Wall Street Journal Article on Children in Worship
John Witvliet is quoted in a Wall Street Journal article on children in worship.
One Sunday in February 2008, I faced a dilemma. After being cooped up all week with a sick 9-month-old baby, I was desperate to get out of my apartment. I wanted to go to church. But I didn’t want to expose other children in the church nursery to my son’s germs. So I decided to bring him into the pew with me and my husband—only to learn that my church had chosen that Lenten Sunday for a very solemn service, full of soft chants and contemplative silences. You can guess where this is going. My baby made joyful noises at inopportune moments. An usher asked us if we would take him out. My husband brought him home. I spent the rest of the service in tears.
We all recovered soon enough, but the experience got me thinking: Should children be in church? This turns out to be a major topic of discussion in a growing number of churches.
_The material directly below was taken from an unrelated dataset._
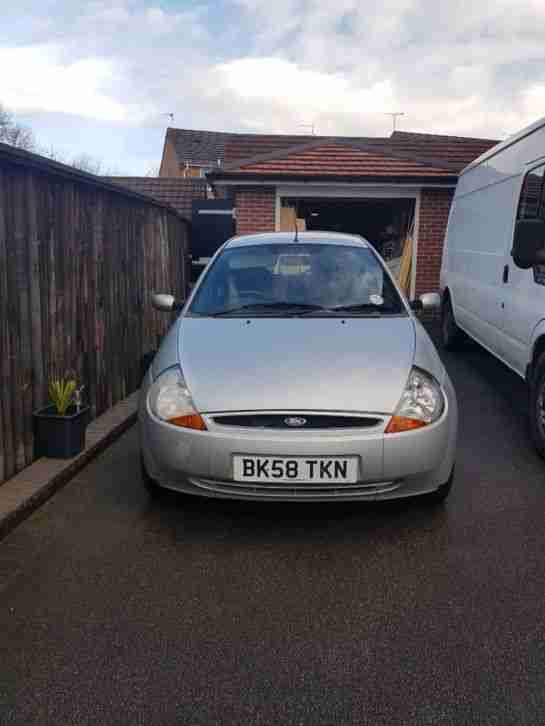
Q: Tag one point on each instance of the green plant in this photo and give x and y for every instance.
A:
(61, 393)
For much of American history, notes John Witvliet, director of the Calvin Institute of Christian Worship in Grand Rapids, Mich., “church was seen as an intergenerational experience,” albeit a rather stern one. The Puritans expected their little ones to be seen and not heard during services. By the 20th century, Americans had developed more progressive notions of childhood, which gave rise to Sunday school and age-appropriate children’s programs.
But the net result was de facto segregation—an uneasy state of affairs, theologically, if you view Christians of all ages as being one in the body of Christ. And so, “in the last 10 years or so, there’s been a renewed interest in intergenerational community,” Prof. Witvliet says, with the idea of “8-year-olds and 80-year-olds sitting next to each other.”